CRUISE ships, just like airlines, are down these days because of the pandemic. People around the world are not travelling because of the strict requirements at airports about visitors possibly carrying the coronavirus. We remember only too well that our first two COVID cases in the Philippines were a visiting Chinese couple in early 2020.
At the start of the pandemic, two cruise ships were compelled to stay away from ports because so many people on board had become victims of COVID. Then, there was the American aircraft carrier where so many crewmen had fallen ill. The shipboard infections must have been spread by the air-conditioning. But it was not known at that time that the virus traveled easily on streams of cold air blowing out from air-conditioning units, as well as in the very breath of persons standing close by.
The pandemic is not quite over yet. But it will, inevitably. This is why only last Monday, Secretary Mark Villar of the Department of Public Works and Highways (DPWH) inaugurated the P3.5-billion Puerto Princesa Cruise Port and facilities. There are not many ports in the world capable of accepting huge cruise ships with hundreds of thousands of passengers. We now have one in Palawan, a part of the country largely left untouched by developments in the more thickly populated parts of the country.
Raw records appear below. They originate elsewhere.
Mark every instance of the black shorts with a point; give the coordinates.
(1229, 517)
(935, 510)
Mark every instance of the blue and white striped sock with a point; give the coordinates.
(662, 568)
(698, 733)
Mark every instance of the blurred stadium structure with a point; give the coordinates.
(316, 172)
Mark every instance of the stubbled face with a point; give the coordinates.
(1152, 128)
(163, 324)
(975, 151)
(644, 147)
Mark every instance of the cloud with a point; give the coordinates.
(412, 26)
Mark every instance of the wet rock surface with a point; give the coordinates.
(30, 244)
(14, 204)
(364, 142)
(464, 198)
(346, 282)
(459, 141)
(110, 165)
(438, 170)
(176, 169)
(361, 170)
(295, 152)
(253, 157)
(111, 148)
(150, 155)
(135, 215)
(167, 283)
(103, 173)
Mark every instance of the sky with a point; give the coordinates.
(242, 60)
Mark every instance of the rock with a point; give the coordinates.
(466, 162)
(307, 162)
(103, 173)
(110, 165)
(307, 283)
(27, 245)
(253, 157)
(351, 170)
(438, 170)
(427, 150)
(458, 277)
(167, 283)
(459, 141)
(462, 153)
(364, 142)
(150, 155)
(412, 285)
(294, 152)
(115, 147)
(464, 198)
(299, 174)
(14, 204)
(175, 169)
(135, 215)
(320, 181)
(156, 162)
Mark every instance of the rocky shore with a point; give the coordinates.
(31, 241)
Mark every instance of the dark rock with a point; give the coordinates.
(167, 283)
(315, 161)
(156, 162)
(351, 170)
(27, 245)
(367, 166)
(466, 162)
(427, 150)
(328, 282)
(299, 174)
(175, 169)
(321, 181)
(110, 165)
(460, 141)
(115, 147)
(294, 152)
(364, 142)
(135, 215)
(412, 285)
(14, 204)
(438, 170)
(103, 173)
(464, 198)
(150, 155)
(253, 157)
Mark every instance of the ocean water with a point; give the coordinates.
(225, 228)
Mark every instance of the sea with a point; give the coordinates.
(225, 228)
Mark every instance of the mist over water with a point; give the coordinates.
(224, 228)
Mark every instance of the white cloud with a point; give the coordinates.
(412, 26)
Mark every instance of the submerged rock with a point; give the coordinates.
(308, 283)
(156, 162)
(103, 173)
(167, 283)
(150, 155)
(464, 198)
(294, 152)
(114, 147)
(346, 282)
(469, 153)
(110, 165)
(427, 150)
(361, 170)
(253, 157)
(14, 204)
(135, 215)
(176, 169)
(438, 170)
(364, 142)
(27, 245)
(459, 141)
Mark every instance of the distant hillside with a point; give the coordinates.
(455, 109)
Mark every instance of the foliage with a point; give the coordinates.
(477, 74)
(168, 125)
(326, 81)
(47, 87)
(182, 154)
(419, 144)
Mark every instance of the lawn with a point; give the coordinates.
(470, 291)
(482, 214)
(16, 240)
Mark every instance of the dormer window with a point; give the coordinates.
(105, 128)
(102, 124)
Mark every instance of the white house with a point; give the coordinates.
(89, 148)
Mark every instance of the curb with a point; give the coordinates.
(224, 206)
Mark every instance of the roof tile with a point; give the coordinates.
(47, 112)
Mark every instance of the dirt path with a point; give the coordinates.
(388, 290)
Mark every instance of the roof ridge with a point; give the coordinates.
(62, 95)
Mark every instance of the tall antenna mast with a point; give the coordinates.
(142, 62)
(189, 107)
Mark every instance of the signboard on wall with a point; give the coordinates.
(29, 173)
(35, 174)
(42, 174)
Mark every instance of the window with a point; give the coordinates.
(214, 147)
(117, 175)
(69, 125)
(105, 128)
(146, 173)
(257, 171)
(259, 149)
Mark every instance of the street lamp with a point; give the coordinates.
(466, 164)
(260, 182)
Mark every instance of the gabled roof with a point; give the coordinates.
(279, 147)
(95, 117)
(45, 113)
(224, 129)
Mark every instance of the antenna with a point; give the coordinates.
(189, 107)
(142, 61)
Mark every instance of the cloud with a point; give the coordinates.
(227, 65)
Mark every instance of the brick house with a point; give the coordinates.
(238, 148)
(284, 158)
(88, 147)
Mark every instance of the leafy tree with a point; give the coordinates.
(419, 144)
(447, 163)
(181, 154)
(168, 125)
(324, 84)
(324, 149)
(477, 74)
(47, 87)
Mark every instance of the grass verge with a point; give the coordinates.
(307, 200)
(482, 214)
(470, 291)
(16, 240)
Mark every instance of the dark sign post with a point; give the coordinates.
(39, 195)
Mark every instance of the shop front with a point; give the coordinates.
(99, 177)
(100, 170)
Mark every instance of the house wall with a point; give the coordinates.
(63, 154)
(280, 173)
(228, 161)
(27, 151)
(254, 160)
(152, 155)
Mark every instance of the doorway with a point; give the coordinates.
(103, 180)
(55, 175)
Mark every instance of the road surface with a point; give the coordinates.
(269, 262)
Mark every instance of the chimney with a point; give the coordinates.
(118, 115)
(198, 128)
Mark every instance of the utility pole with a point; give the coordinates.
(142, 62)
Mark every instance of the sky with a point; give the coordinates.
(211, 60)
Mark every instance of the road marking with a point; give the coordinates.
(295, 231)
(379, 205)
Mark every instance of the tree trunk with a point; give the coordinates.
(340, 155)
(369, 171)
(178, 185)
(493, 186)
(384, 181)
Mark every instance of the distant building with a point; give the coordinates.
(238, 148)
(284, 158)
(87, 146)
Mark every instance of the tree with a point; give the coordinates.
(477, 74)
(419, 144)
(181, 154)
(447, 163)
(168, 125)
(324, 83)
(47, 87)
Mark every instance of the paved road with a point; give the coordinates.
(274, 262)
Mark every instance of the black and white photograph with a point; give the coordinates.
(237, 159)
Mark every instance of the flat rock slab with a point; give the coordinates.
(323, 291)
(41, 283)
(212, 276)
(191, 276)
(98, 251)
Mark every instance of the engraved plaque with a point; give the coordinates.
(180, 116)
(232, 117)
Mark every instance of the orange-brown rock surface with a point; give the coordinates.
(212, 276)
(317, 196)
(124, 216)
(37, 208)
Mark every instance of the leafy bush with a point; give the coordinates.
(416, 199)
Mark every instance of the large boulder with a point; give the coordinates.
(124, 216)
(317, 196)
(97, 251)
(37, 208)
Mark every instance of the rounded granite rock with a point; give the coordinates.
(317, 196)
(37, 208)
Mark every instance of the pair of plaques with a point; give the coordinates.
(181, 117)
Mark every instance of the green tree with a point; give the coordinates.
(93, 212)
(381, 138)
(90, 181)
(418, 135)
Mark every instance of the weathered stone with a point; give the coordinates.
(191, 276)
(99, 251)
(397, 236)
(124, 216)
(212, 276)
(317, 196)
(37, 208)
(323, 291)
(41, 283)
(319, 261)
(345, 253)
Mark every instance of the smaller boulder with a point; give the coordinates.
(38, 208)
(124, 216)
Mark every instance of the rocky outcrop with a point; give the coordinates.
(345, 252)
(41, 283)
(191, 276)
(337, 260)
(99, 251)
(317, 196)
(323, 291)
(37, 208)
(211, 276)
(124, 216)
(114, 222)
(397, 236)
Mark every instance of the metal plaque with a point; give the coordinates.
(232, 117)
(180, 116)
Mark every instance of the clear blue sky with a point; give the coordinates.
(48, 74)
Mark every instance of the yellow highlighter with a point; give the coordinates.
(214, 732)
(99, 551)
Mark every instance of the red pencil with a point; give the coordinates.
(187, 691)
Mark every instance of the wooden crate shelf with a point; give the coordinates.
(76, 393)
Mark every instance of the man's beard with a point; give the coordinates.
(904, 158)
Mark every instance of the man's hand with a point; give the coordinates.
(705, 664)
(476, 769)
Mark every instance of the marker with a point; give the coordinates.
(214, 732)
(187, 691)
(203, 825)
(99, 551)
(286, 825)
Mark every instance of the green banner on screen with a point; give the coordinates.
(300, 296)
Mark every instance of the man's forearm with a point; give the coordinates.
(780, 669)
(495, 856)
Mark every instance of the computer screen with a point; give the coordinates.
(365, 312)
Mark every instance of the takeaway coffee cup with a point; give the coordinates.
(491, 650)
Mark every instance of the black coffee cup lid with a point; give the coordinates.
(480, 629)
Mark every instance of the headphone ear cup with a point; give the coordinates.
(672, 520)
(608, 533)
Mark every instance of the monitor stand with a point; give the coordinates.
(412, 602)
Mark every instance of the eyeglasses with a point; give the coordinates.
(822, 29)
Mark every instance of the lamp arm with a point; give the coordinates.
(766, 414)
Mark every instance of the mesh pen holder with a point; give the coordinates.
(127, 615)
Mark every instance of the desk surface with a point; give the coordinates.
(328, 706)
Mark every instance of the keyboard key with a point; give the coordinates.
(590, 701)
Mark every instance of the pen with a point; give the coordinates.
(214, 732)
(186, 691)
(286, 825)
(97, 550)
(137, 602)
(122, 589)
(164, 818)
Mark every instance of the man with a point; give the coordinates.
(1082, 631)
Palawan lies so far west of the Visayas that it is considered as part of Luzon. It is more easily reached by land transportation from Mindoro just south of Batangas. It is hardly visited even by our own tourists. With the new port, it will join the few international ports capable of accepting huge cruise liners. The terminal building is a huge structure capable of accepting 2,500 persons at a time.
Palawan is still undeveloped as a tourist attraction, yet it has a rare underground river in Puerto Princesa, which was listed as a United Nations Educational, Scientific, and Cultural Organization Heritage Site in 1999. It was voted one of the New 7 Wonders of Nature in 2012.
With the new Puerto Princesa Cruise Port, it is bound to be a favorite international cruise destination when world tourism resumes after a year of the pandemic. That may still be sometime in the future as the pandemic slowly dies down, but our officials, especially in the DPWH and the Department of Transportation are to be commended for looking ahead when most other officials are still grappling with the problems of the pandemic.